Net promoter score (when used incorrectly)
This may (or may not) come as a surprise to you. Net Promoter Score, NPS for short, is one of the most well-known metrics used for customer experience, and can be extremely effective when used properly. Unfortunately, given how long it has been around, many people assume that it can be used in a vacuum, but it’s actually best used when considered alongside other metrics and when used to understand customer feedback - not just report on the raw score. Richard from Linode, a past NPS facilitator and user, weighs in: “numerous professional studies have been conducted to investigate the correlation between NPS and customer loyalty, customer satisfaction, customer happiness, and company growth. While many have found the metric unreliable in measuring customer loyalty, some have even found it harmful.”

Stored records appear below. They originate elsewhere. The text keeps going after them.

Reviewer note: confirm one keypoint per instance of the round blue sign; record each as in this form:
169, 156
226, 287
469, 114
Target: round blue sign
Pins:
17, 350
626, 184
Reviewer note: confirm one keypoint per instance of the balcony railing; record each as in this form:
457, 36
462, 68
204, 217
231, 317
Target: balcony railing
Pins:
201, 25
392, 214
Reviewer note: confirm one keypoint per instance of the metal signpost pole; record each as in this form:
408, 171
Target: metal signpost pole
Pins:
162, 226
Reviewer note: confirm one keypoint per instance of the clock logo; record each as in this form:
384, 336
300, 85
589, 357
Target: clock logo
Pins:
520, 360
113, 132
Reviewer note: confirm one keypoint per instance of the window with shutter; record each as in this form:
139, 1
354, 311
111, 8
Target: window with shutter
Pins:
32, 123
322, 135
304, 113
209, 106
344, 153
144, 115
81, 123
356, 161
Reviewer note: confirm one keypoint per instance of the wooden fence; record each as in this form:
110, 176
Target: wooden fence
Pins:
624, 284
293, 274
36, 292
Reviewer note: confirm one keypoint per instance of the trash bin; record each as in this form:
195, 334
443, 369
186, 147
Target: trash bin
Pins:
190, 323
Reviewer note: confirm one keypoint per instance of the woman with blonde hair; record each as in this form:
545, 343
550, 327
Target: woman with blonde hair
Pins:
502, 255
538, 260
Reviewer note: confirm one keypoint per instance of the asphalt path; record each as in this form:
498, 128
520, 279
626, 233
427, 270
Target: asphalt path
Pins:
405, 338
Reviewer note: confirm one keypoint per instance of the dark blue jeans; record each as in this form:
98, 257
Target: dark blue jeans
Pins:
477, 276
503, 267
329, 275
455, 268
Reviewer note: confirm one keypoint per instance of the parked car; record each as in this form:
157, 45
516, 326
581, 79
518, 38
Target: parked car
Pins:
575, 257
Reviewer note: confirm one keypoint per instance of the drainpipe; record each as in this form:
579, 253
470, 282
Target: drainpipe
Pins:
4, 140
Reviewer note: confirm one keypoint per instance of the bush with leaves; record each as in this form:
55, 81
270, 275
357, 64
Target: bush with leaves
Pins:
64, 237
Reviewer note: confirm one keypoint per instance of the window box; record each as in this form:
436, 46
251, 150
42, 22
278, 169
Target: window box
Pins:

"A big challenge with the methodology is that organizations tend to focus on the metric as the objective instead of gaining the insight to learn and act on to improve the customer experience." - Steve Bennett, ex-CEO, Symantec
Nick from Biteable agrees, and finds that the mathematics behind the metric makes little sense in the context of actual customer experience: “the scores are only transparent to those who understand what NPS is. If someone were told that giving a score of 8 would make them a "detractor,” they might answer it differently.” To some, NPS is abstract, versus something like customer effort score, or customer satisfaction. The other two metrics judge on tangible, real things. It may not be as easy to know if you’d recommend a product, but you definitely know if you had to put forth effort to get an answer, or had an excellent or terrible support experience.
No bad metrics, just bad strategies
Both of the leaders from Hubspot and Tyk.io agree that the issue isn’t in the metric that you use, but rather how you are using it. The trouble is when you overfocus on one metric to the point where it causes issues. Focus is critical, but focus to the point of blindness is a curse. Let's take response time as a metric, for instance. Customers value a fast response—it's a "good metric", arguably. But it can go bad if used as the only metric.” While focus is important, leadership with an over-focus can lead to a hyper-optimization cycle that produces negative patterns at all levels. If you are constantly trying to fix or adjust for one specific metric, you move away from a holistic view of experience and success.
Just because you can measure something doesn’t mean that you have to or should. Often times hyper-focussing on a single metric can draw your focus away from other more meaningful focus points.
Conclusion
Metrics are valuable to everyone. They let us see where we are excelling and where we could do better. They draw team focus to an important aspect of the business, and clue us in to things that we might not see otherwise. Keep your metrics focused on the same things both at the weekly and quarterly level, but not so hyper-focused that you lose sight of the actual customer experience.
Remember: there’s no such thing as bad metrics, just the strategies that you put in place around them!